New safe house opened in Alice Springs
The Australian and Northern Territory Governments today opened a new women’s safe place in Alice Springs to provide emergency accommodation for large families escaping family and domestic violence.
The Alice Springs Women’s Transitional House will cater for up to two large families and will be managed by the Alice Springs Women’s Shelter.
It will mean a mother and all her children can be together in one place, reducing strain on families at a time when they are already under considerable pressure. Up until now, it has been difficult for large families to be accommodated together in safe and secure accommodation in Alice Springs.
Breaking the cycle of domestic violence is fundamental to building strong families and healthy communities where people can live without the destructive consequences of violence.
Safe places are helping improve the safety of women and children through the establishment of safe places for women and cooling off shelters for men.
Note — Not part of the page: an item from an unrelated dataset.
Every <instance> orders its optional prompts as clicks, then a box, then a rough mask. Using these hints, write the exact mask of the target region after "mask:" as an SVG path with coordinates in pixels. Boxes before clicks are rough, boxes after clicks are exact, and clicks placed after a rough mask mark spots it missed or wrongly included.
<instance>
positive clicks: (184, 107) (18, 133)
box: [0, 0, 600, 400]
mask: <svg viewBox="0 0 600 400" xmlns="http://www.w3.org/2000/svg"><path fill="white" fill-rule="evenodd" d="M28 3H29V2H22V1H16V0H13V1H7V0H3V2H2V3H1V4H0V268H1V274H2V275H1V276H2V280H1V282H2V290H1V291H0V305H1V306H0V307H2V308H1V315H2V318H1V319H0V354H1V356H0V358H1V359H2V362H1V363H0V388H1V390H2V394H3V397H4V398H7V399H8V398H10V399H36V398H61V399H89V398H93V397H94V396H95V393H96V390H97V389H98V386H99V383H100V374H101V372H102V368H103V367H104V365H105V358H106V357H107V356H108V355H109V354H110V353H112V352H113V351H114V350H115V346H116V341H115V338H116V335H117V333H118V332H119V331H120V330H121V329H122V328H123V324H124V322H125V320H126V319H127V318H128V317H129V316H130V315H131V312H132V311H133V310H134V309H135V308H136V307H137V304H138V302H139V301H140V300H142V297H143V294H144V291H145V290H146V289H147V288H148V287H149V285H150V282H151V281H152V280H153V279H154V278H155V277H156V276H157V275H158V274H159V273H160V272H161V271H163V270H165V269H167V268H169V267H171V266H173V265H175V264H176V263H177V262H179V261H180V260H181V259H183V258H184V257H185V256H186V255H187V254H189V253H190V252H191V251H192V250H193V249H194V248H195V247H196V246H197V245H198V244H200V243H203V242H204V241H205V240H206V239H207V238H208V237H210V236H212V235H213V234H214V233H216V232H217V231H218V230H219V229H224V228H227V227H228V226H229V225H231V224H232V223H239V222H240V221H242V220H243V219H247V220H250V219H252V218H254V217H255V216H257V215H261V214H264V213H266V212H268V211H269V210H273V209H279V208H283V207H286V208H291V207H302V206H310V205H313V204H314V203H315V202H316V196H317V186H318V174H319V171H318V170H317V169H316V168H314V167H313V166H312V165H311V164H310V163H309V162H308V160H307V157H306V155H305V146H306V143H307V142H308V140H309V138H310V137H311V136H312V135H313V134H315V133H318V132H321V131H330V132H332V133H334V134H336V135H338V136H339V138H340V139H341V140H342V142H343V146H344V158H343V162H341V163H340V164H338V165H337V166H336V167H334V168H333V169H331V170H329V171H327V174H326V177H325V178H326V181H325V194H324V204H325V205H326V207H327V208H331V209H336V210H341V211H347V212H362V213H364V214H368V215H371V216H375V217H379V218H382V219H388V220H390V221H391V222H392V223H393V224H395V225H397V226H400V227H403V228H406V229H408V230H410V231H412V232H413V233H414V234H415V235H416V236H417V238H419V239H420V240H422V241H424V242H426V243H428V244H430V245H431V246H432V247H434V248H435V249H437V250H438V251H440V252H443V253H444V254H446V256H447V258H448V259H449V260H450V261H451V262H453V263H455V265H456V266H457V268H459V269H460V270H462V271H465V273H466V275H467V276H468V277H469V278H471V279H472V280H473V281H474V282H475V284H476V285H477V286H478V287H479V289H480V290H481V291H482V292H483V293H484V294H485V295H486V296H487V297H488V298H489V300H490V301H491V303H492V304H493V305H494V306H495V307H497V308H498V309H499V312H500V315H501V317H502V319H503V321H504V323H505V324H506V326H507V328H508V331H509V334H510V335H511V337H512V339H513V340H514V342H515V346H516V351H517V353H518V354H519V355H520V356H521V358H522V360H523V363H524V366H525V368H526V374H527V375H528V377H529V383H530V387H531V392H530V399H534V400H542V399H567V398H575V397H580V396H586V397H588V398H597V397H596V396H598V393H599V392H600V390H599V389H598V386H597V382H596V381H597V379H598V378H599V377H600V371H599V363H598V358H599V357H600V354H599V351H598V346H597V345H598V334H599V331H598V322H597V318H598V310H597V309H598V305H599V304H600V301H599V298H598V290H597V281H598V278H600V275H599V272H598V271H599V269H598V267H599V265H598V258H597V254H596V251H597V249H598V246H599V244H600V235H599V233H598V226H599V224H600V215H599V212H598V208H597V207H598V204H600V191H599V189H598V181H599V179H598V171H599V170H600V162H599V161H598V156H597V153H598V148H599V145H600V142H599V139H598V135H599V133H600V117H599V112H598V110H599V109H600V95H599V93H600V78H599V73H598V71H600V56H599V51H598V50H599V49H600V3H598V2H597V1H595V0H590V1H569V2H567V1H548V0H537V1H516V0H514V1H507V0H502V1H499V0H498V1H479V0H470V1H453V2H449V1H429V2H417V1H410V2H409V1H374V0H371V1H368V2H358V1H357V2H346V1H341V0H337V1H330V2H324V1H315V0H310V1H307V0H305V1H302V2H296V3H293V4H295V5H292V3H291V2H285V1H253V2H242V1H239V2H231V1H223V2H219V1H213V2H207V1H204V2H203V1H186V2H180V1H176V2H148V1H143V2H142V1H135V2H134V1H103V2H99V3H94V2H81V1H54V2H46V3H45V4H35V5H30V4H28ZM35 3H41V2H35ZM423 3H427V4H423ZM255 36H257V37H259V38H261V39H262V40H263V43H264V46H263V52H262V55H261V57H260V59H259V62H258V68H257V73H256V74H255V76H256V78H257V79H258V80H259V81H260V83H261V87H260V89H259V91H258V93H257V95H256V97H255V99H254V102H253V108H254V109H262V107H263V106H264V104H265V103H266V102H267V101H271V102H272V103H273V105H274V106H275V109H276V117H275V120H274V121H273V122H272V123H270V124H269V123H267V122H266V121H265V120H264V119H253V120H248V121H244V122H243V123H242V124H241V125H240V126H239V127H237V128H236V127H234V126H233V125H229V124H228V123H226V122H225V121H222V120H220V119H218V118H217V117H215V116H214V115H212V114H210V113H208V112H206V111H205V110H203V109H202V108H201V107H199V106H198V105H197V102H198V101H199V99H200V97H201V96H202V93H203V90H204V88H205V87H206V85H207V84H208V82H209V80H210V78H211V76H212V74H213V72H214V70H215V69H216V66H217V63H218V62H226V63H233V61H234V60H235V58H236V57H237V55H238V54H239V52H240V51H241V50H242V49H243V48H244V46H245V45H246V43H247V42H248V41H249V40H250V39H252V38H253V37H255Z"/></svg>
Over 80 local people are currently employed at the new safe places on a full-time or casual basis.
And more employment opportunities will be available following the signing of a $765,000 contract between the Australian Government and Greening Australia.
Greening Australia is currently working with safe place communities to develop a landscaping design and plan for 17 of the 22 safe places sites across the NT.
A key focus of this project is the delivery of training and employment in the community, particularly for young people in the community.
Since January this year, 19 of the 22 planned new safe places have begun operating across remote communities in the Northern Territory as part of a Northern Territory Emergency Response measure delivered jointly by the Australian and Northern Territory Governments.
Of the 22 safe places, 13 are women’s safe places and nine are men’s cooling off shelters.
In that time, over 90 women and children have sought refuge and respite at these safe places.
Safe houses are also helping communities better understand what causes violence in the community and how to deal with it as well as helping women teach the next generation about how to prevent family violence.
The men’s cooling off shelters provide a safe place for men which offer family violence education and programs on dealing with alcohol.
Safe places opened this year include: Ngukurr (women’s and men’s), Lajamanu (women’s), Nguiu (women’s and men’s), Apatula (men’s), Kalkarindji (women’s), Peppimenarti (women’s), Maningrida (women’s), Hermannsburg (women’s), Yarralin (women’s), Ramingining (women’s and men’s), Ti Tree (women’s), Pmara Jutunta (men’s), Yuendumu (men’s), Beswick (men’s) and the Transitional house in Alice Springs (women’s).